Besides politics, two of his big passions were wrestling and Oklahoma
Sooner football.
I know he was looking forward to the football championship game
Wednesday.
Yesterday, I tried to get a message to him.
They said he was fading in and out of consciousness, so I called
St Johns and was trying
to get to some nurse who could speak to him when he was alert.
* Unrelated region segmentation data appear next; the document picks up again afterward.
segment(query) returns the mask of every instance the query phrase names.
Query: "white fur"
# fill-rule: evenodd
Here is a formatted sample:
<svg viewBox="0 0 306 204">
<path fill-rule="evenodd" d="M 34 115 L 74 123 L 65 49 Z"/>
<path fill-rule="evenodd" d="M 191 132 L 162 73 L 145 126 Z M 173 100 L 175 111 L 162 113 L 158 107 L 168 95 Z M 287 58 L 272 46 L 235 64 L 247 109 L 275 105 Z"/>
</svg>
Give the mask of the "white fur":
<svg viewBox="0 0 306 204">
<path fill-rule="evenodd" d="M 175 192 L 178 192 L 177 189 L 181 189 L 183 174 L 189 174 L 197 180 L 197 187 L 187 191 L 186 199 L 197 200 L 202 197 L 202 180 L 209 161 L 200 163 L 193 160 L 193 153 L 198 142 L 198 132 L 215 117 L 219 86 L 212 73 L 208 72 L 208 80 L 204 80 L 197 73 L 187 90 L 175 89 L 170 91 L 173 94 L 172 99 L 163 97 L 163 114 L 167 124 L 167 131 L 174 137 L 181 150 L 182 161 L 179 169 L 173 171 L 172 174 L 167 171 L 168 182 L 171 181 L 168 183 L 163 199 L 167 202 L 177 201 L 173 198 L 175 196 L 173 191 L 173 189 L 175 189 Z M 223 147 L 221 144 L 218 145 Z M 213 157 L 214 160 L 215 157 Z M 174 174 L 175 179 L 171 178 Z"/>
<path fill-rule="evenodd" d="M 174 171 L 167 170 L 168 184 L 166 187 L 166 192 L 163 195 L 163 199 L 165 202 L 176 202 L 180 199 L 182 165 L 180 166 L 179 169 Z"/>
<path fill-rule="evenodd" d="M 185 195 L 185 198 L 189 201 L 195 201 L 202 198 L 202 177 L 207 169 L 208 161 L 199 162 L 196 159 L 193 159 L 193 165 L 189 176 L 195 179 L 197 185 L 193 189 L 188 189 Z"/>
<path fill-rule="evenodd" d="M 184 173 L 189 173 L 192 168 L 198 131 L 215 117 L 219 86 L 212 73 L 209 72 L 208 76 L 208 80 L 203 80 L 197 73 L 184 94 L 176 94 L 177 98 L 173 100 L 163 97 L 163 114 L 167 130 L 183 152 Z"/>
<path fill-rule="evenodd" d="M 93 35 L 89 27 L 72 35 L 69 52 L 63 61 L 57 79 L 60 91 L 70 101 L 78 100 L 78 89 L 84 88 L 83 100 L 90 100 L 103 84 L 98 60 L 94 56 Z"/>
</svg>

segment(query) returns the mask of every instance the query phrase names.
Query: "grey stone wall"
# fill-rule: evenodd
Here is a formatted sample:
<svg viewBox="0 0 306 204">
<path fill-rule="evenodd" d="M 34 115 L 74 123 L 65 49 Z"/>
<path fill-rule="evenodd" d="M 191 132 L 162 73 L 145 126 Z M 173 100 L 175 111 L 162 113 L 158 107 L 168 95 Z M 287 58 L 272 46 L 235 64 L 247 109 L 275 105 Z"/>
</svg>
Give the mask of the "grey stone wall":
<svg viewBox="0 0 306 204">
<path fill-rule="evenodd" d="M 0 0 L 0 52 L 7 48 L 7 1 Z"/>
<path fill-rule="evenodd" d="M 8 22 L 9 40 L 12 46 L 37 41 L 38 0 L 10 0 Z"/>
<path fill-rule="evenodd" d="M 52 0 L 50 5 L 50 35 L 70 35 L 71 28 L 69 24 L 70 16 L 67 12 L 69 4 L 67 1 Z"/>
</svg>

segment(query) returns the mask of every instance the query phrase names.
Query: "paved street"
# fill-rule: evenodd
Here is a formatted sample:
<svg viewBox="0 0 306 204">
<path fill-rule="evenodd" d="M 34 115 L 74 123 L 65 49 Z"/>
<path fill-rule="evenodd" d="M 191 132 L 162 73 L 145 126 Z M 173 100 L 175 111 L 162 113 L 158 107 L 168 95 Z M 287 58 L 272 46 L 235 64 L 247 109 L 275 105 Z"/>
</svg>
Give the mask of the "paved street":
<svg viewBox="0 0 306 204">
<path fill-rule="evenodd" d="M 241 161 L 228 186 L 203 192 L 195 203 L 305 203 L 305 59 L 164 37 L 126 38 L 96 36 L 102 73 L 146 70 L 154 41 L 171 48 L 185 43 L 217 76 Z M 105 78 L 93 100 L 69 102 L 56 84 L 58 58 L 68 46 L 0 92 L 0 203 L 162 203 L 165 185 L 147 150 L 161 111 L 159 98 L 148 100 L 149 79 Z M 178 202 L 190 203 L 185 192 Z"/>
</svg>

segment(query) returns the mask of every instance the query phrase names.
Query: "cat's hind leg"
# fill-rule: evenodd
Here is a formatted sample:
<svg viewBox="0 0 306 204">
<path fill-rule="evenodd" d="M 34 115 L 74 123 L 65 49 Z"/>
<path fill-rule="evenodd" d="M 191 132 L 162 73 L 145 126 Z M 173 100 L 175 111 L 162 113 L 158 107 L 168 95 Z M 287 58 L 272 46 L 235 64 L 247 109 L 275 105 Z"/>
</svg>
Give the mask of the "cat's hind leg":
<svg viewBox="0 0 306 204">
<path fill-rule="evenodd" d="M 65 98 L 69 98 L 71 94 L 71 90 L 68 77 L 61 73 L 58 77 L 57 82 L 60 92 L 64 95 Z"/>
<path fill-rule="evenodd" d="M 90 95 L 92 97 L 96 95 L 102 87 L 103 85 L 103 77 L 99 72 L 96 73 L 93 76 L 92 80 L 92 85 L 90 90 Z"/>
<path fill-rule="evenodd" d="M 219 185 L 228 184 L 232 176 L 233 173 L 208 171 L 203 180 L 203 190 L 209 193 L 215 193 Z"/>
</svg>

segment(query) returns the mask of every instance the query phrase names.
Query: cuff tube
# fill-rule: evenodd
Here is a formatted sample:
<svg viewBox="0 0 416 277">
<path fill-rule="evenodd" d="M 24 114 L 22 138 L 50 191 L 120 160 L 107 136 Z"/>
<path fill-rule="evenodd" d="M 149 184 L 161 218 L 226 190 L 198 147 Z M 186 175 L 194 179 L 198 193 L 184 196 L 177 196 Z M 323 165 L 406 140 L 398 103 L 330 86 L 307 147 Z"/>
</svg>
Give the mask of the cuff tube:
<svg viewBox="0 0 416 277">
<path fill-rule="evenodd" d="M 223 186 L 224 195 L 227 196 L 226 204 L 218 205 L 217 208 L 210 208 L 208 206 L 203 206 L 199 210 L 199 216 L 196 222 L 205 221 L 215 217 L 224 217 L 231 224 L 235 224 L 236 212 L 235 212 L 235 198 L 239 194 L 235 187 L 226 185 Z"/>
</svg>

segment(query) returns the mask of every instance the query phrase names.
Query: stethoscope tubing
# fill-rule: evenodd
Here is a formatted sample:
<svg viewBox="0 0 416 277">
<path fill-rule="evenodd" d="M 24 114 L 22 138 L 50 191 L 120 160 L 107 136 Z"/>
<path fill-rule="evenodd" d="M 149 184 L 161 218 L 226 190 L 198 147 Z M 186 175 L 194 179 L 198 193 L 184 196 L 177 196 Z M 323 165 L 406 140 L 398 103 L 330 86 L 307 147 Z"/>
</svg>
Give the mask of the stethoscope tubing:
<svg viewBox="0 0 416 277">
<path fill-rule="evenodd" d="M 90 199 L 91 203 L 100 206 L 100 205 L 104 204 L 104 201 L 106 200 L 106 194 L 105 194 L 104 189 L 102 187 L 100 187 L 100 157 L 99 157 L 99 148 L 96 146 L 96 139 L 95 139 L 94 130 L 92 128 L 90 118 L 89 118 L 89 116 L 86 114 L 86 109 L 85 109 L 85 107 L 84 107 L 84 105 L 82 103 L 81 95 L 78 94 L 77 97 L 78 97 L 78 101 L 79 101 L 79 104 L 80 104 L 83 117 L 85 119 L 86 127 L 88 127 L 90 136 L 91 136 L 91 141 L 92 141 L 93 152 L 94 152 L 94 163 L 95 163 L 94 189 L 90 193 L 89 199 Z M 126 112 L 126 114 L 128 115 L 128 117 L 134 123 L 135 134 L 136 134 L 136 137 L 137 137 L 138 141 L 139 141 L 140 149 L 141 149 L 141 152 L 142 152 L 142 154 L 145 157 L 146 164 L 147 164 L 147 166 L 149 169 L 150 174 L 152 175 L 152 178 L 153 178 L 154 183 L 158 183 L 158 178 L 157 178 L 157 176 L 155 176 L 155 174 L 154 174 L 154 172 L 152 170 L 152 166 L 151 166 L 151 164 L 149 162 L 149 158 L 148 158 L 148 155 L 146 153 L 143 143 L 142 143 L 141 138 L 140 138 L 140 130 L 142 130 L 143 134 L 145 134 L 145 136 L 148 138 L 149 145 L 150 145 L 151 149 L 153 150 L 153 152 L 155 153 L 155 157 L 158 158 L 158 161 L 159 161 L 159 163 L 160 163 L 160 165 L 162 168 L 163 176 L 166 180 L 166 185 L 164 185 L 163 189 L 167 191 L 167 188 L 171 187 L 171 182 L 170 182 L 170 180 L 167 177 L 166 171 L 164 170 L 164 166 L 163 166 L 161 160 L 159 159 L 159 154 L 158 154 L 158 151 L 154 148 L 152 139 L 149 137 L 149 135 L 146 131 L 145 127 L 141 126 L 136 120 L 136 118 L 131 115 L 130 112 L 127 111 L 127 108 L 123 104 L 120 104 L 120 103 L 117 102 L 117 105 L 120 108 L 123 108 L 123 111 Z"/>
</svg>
He has several friends with similar-sounding names, so I asked
the lady who answered
the phone in ICU to tell Dennis that "BartCop" wanted to know
if he could do anything for him.
The lady said, "Sorry, I'm not allowed
to give out his home address."
(Steam coming off my head...)
Jesus Christ, why do I live in Oklahoma?
It took all my restraint to avoid launching on this brainless
idiot.
Hopefully, that wasn't representative of the medical care they
provided.
So, a shot of Chinaco to my old friend, James Dennis "Sabutai" Clark.
Dude, you were an original - no doubt about that.
I'm going to miss you - I know a lot of people will.
PS. Dude, do me one last favor:
I'll watch the big game Wednesday with a shot of Chinaco
standing by.
If you can, try to cause a Florida State fumble in the fourth
quarter
so OU can win the game, and we'll share one last toast.